We have a great set of meetings lined up for the future. Those
with firm dates include:
Other meetings we're planning for the future include UNIX
interoperability with MacOS X, IP-based Storage Area Networks (SANs),
and an update on how to control spam-- unsolicited e-mail.
In February we began our new
FRUUG Giveaway program with new eligibility rules.
In order to be eligible for our giveaway that includes
Gift Certificates to SoftPro Books and
Special Giveaway Books from our
publisher sponsors (and of course the occasional T-Shirt),
you must have earned a
FRUUG Library Merit Badge by
reviewing one of the books in our library. These reviews
can be as short or as long as you like (within reason),
and once you've given us one, your eligible for our giveaways
from then on. Details are on our
FRUUG Library Page on our Web site.
Just so we don't end up with the absurd situation of one
person winning all of our giveaways because only one person
writes a book review, we're
guaranteeing the first ten
people to earn the FRUUG Library Merit Badge the gift of
your choice from the following selections:
-
A $20 Gift Certificate from SoftPro Books in Boulder or
Denver. If more than one person per month selects this
option, you'll be put in the queue to get the next one
we receive (SoftPro donates one per meeting).
-
The book of your choice from the FRUUG library.
Yes, any book you like. Yes, if you're one of the first
five, review the book and then keep it.
Six people have already taken advantage of this great
offer; the next four reviewers will still be guaranteed
the gift certificate or the book of their choice.
Please refer to the
FRUUG Library Page on our site
for details on how to submit a book review.

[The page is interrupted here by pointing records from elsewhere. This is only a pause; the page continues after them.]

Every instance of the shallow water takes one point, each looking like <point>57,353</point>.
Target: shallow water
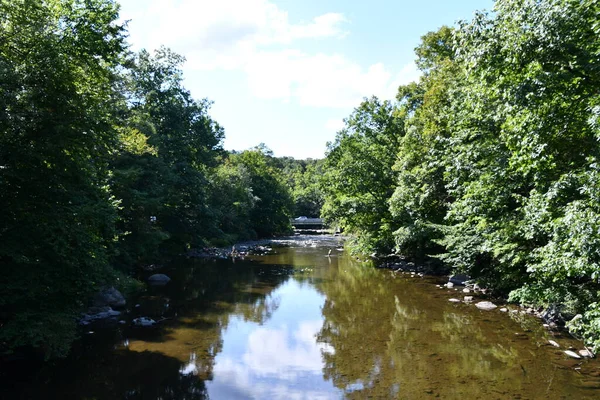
<point>298,324</point>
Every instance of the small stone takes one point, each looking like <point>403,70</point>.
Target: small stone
<point>458,279</point>
<point>485,305</point>
<point>585,353</point>
<point>572,354</point>
<point>144,321</point>
<point>158,279</point>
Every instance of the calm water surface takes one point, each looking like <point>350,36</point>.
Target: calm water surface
<point>300,325</point>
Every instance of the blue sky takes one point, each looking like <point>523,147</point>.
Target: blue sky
<point>286,73</point>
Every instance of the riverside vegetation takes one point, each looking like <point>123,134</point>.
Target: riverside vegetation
<point>487,165</point>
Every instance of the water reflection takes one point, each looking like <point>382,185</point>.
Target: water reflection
<point>278,359</point>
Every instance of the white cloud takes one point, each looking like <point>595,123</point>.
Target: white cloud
<point>226,29</point>
<point>335,125</point>
<point>321,80</point>
<point>248,36</point>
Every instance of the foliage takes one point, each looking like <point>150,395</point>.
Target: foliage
<point>358,179</point>
<point>497,157</point>
<point>58,61</point>
<point>273,210</point>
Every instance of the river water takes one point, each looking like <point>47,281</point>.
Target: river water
<point>298,324</point>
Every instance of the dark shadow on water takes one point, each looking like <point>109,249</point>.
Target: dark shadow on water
<point>148,375</point>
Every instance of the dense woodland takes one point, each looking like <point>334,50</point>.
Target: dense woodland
<point>488,165</point>
<point>107,163</point>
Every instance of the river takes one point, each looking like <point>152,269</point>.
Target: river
<point>299,324</point>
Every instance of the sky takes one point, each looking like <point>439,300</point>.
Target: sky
<point>287,72</point>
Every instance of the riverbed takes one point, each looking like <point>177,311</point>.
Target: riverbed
<point>307,321</point>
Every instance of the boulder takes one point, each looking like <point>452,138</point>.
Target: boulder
<point>552,315</point>
<point>98,314</point>
<point>572,354</point>
<point>158,279</point>
<point>485,305</point>
<point>144,321</point>
<point>459,279</point>
<point>110,297</point>
<point>586,353</point>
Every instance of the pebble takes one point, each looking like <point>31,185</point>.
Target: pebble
<point>585,353</point>
<point>485,305</point>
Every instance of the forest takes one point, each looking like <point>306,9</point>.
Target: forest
<point>487,166</point>
<point>107,163</point>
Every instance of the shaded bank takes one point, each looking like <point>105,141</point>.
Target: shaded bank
<point>299,323</point>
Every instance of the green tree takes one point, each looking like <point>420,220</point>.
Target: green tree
<point>273,208</point>
<point>358,179</point>
<point>187,143</point>
<point>58,62</point>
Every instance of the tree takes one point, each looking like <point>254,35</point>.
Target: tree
<point>358,179</point>
<point>187,143</point>
<point>273,208</point>
<point>58,62</point>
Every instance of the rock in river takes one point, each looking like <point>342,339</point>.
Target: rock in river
<point>458,279</point>
<point>109,297</point>
<point>572,354</point>
<point>485,305</point>
<point>158,279</point>
<point>95,314</point>
<point>144,321</point>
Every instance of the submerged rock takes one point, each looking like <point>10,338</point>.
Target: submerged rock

Our FRUUG library sponsors are reminding us that they are
providing us with review copies of their books in order to get,
well, reviews of them. In order for us to continue to receive
their generous donations, we need to start giving them feedback
on their books. If you check out a FRUUG book, please plan
to write a paragraph on what you thought of the book, or point
out areas that you particularly liked or didn't like. They
don't have to be polished reviews for publication-- they
are reviews for them to improve their books. If you can
manage to put a few words together, please send them (along
with the title and publisher of the book) to gaede at fruug.org
and we'll send it along to the appropriate people.
New in the library this month are:
- Building Wireless Community Networks, from O'Reilly & Associates
- Building Linux Virtual Private Networks (VPNs), from New Riders
- DNS and BIND, 4th Edition, from O'Reilly & Associates
- Designing with JavaScript, 2nd Edition, from O'Reilly & Associates
- Hardening Cisco Routers, from O'Reilly & Associates
- Proceedings of BSDCon 2002
San Francisco, California, February 2002, from the USENIX Association
- Proceedings of the Conference on File and Storage Technologies,
Monterey, California, January 2002, from the USENIX Association
- System Performance Tuning, 2nd Edition, from O'Reilly & Associates
- Using SANs and NAS, from O'Reilly & Associates
- Web Services Essentials, from O'Reilly & Associates
You may check out books using your business card as your
library card; you must be on the membership list to check books out. Books
are due at the meeting following the one in which they are checked out.
Remember that your FRUUG membership entitles you to discounts
on your book orders from both New Riders Publishing and O'Reilly &
Associates; refer to the FRUUG Web site for details.